My parents didn’t stop there. When I was three years old, they had me horse riding in a further effort to strengthen my legs. Apparently my cardiologist was pretty shocked when he heard about that! Mum took me to playgroups, playgrounds and pre-school classes and her determination paid off.
I was indeed having a normal life.
I even started school aged five; however mum insisted the school find her a voluntary job on the premises. She wanted to be near me for my first few months of school life, just in case anything happened. So she began her new job reading to the children at the same time I started school.
When I was five years old, in June 1992, I had the first stage of Fontan. It lasted 12 hours. Apparently I had something like a mini stroke and when I came round I couldn’t use my right arm. When I returned to school, I had to learn to write all over again.
I had the second stage of the Fontan procedure when I was 7. Again it lasted 12 hours and the weakness in my right side returned afterwards.
Before I had both procedures, doctors told my parents there was only a 70% chance it would work. The other 30% could be complications or they may even lose me during the operation. However, they insisted that if I didn’t have the Fontan, they didn’t think I would survive. I can only imagine how my parents must have felt when I was in surgery.
Since then I have suffered with other health conditions.

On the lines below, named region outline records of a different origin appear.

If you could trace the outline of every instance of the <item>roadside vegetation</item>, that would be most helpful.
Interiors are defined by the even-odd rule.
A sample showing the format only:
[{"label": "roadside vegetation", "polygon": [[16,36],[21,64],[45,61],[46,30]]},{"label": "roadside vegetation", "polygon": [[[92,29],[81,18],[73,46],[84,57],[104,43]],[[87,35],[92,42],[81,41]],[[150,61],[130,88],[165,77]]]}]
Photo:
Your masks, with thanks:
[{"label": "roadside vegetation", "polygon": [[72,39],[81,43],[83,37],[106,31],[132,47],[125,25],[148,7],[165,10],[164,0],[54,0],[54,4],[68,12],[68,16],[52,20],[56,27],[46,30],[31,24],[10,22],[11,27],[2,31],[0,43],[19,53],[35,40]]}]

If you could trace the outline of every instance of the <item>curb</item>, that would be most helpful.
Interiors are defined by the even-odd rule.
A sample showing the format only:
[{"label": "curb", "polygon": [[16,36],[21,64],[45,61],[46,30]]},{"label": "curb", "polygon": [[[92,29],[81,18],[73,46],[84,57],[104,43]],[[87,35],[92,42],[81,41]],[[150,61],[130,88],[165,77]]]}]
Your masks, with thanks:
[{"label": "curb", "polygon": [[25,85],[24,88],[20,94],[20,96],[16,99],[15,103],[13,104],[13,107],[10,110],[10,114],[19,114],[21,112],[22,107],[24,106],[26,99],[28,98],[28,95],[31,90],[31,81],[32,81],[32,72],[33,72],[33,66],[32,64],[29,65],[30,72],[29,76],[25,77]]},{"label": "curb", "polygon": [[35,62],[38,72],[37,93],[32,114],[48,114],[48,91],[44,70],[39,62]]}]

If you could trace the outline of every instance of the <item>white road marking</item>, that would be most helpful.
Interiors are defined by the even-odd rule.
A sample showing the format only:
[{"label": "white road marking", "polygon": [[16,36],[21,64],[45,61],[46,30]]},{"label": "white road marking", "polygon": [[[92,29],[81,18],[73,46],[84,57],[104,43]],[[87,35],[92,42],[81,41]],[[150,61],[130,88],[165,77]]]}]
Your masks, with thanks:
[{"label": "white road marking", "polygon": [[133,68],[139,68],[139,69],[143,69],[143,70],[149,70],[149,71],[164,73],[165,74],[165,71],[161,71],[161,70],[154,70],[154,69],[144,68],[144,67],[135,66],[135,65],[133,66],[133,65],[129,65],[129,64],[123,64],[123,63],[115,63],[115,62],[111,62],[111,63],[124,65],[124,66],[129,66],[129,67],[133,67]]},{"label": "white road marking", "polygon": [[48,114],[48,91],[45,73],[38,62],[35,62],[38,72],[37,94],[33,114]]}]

When I was nine I almost died from kidney failure because my potassium levels were so high. When I was 13 I was diagnosed with scoliosis – a curvature of the spine.
By the time I reached 16, my spine was curved to 80 degrees and at risk of crushing my internal organs. Surgery was not an option because, as a heart patient, I wouldn’t have survived the pressure on my heart. Doctors said the only way I would survive was if I stopped growing (because then my spine would also stop moving).
Luckily, I stopped growing.
To say I feel fortunate to be here is an understatement. I may have missed out on many experiences due to my health, but I still went to college and did normal things like going to rock concerts and having fun.
I met my wonderful husband, Baz, when I was 18 and we married in 2015. Unfortunately, because of my scoliosis, we can’t have children and my health conditions mean we are unable to adopt. But we are lucky in many ways and I see every day of my life as a gift. Baz is just incredible; he has supported me through everything. I never thought I’d meet someone as amazing as him, let alone marry him. All my struggles were worth it for my wedding day.
My paediatric and adult cardiac consultants are two of the best people I’ve ever known. They always said, when it comes to the Fontan procedure, my generation were the guinea pigs. Doctors are learning so much about the lasting effects of the procedure from us. I feel honoured to be a pioneer.
I will have to take medications for the rest of my life and attend a check-up with my consultant every six months. I feel tired every now and then and suffer from health anxiety – for example every time I get a headache I become stressed and worried about the cause. But I know how lucky I am and how hard I fought to be here. I try to think positively and live my life as fully as I can – with some precautions of course.As far as I’m concerned, my parents are legends. They literally refused to give up when all the medical professionals around them were saying I had little chance of survival. I owe my life to my family, including my grandparents who were always there as a support to my parents. I’m also grateful to the wonderful nurses, doctors and consultants who have looked after me over the years.
To parents of heart babies and children, I would say this: I can only imagine how terrified and worried you must be. I can see the anxiety in my mum’s face when I look at pictures of me as a child. But your kids won’t remember. They won’t share your painful memories. Your strength and love is what keeps them going, just as my parents’ devotion has enabled me to have a normal life. Never forget that.’